Sony Chief Executive Kenichiro Yoshida has called the PlayStation a niche product, aimed at serious players a mantle normally associated with PC gamers who are able to significantly expand their hardware configurations.
“Details when making games have become more important than ever,” he said at a recent company strategy briefing. The company talked up the specs of the next PlayStation such as “ray tracing,” which is used for optical effects such as showing the play of light on characters’ faces when they move about a candlelit room.

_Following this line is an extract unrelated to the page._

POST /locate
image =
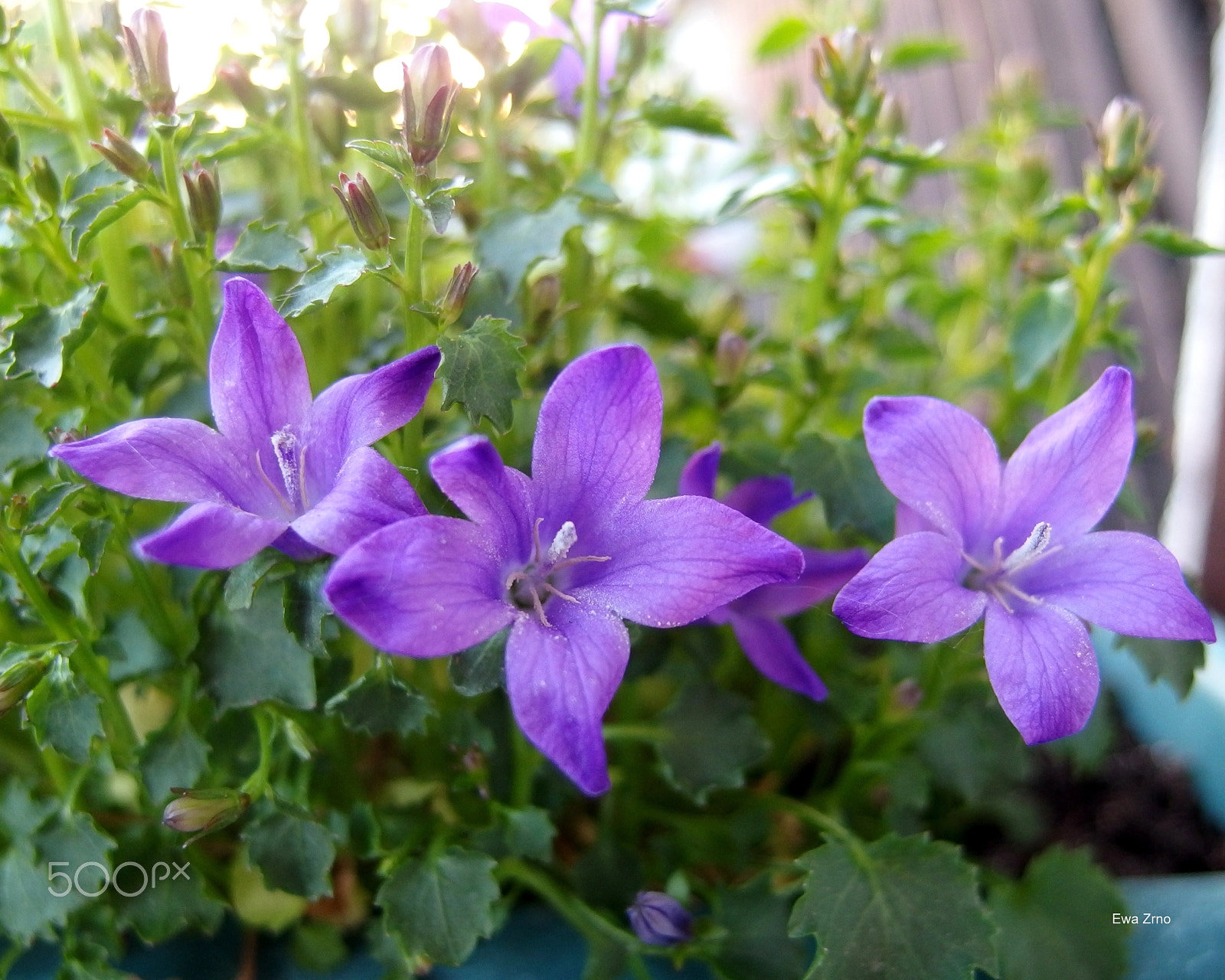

The Playstation Division has delivered more than US $21 billion in revenue and nearly $3 billion in operating profit for Sony who are struggling to sell TV’s and sound gear.
Today the PlayStation has become Sony’s flagship consumer product and is tipped to go on sale in Australia in late 2020 but this time round will have to compete with new gaming players such as Google and Apple.
Alphabet’s Google is pitching a new service called Stadia starting in November, while Apple plans a new videogame service called Apple Arcade.
Stadia focuses on games that can be streamed from the cloud and don’t require expensive new hardware. Microsoft is also using late 2020 as the launch date for its next-generation Xbox.
Sony sees Microsoft as its main competitor in the next generation, with Google a potential threat in the mid- to long-term as internet technology advances, one company official said. Nintendo isn’t perceived as a major rival.
According to the Wall Street Journal PlayStation has been one of the most successful mass-market products of the past quarter-century; the PlayStation 4 alone is expected to pass 100 million units this year. Sony’s latest thinking puts less stress on overall sales numbers and more on the most-profitable segment of the market: the devoted fans who buy big-budget titles, such as Bethesda Softworks LLC’s “Fallout” series and Take-Two Interactive Software Inc.’s “Red Dead Redemption.”
A second Sony official said the company believes people buy a videogame console to play graphics-heavy games.
Sony says a high-powered machine in the home will still be necessary to run the latest graphics stably because cloud services rely on sometimes-balky internet connections. The next PlayStation will be capable of processing 8K ultra-high-definition graphics, said the PlayStation unit’s chief, Jim Ryan, in May.
Mr. Yoshida, the Sony CEO, described the fifth-generation PlayStation as “dramatically increasing the graphics-rendering speed” and said the change “clearly demonstrates why it makes sense to have a next-generation console.”